Transcribed & marked up by Einde O’ Callaghan for the Encyclopaedia of Trotskyism On-Line (ETOL).
After many months of receiving complaints from Negro and labor organizations about the Jim Crow bars that keep Negroes from getting jobs in the vital industries, Sidney Hillman, labor front for the Office of Production Management, finally has written a letter. In this letter, sent to all manufacturers receiving contracts from the government, Hillman follows his usual practice of subordinating every other consideration to that of “national defense.”
He is not interested in Jim Crowism in plants financed and in many cases built by the government because of the effect it has on the Negro people, who are largely confined to menial jobs as a result, but because of the effect it will have on the war plans of the capitalist government he is serving.
First he points out that current reports “indicate skilled labor shortage in a number of fields vital to defense production.” This situation has been aggravated because “in many localities, qualified and available Negro workers are either being restricted to unskilled jobs, or barred from defense employment entirely.” Then he goes on with his complaint:
“Such practices are extremely wasteful of our human resources and, prevent a total effort for national defense. They result in unnecessary migration of labor, in high rates of labor turnover, and they increase our present and future housing needs and social problems for defense workers.”
Then follows his suggestions for correcting this situation:
“All holders of defense contracts are urged to examine their employment and training policies at once to determine whether or not these policies make ample provision for the full utilization of Negro workers.
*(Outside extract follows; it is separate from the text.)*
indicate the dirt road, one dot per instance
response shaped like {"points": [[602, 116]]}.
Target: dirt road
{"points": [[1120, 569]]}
Every available source of labor capable of producing defense materials must be tapped in the present emergency.”
Two things stand out in this letter.
First, Hillman is interested in Negroes being employed only because he doesn’t want the war plans of the government disrupted. Second, his letter is not going to change the present situation at all.
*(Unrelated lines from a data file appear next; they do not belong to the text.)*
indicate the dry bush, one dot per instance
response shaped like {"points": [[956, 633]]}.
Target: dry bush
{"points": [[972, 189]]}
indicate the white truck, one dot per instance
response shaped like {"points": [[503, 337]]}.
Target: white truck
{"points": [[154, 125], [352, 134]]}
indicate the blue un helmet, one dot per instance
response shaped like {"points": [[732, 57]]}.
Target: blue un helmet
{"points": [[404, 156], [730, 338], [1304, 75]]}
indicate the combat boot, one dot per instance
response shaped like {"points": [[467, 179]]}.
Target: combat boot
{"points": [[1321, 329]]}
It should be noted that the letter does not emphasize the need for hiring Negroes where there is no shortage of labor. This can be interpreted to mean that employers should take them where they can’t get anyone else. The employers do just that anyhow. The most rabid Negro-hating employer will hire Negroes when he can’t get anyone else, because his main interest is in making profit; and to make it, he needs workers, regardless of their race or color.
Hillman wants the employers to determine whether their policies make ample provision for the full utilization of Negro workers. Very well, an employer will say, I will examine my policies and see whether they make provision for, etc.
Even assuming that Hillman really wants Negroes to get jobs, and that his letter is not just a face-saving device, what does it amount to? Little more than nothing. Because the letter does not provide a single hint of a measure to do something about those plants that refuse to “examine” their policies, and worse yet, refuse to hire Negro labor as long as they can get other workers.
An employer can toss the letter into the waste-basket, as probably most of them have done, and Hillman does not propose to do anything about it.
And so, because of the weakness of the letter and its lack of threat to take action against the employers who disregard it, we can confidently predict that nothing will come of it, any more than came of the no-discrimination statement issued several months ago by Knudsen, Hillman’s partner. Not a Negro will get a job as the result of it.
As the Chicago Defender put it: “His letter has all the earmarks of a theatrical stunt intended only for the gallery.”
It is intended to draw away from the OPM criticism about its failure to do anything about the situation, while it continues to do nothing.
This does not mean that the OPM is powerless in the situation and is only trying to cover up its helplessness. Far from it.
Along with the President, the OPM has the power to veto any proposal of the War or Navy Department for expanding or building facilities for expediting production. Appropriation acts carrying funds for new facilities, according to Undersecretary of War Patterson, give them that authority.
This means that the OPM, by simply using its veto power, could at the very least refuse contracts to Jim Crow companies asking for funds to add to their building and equipment.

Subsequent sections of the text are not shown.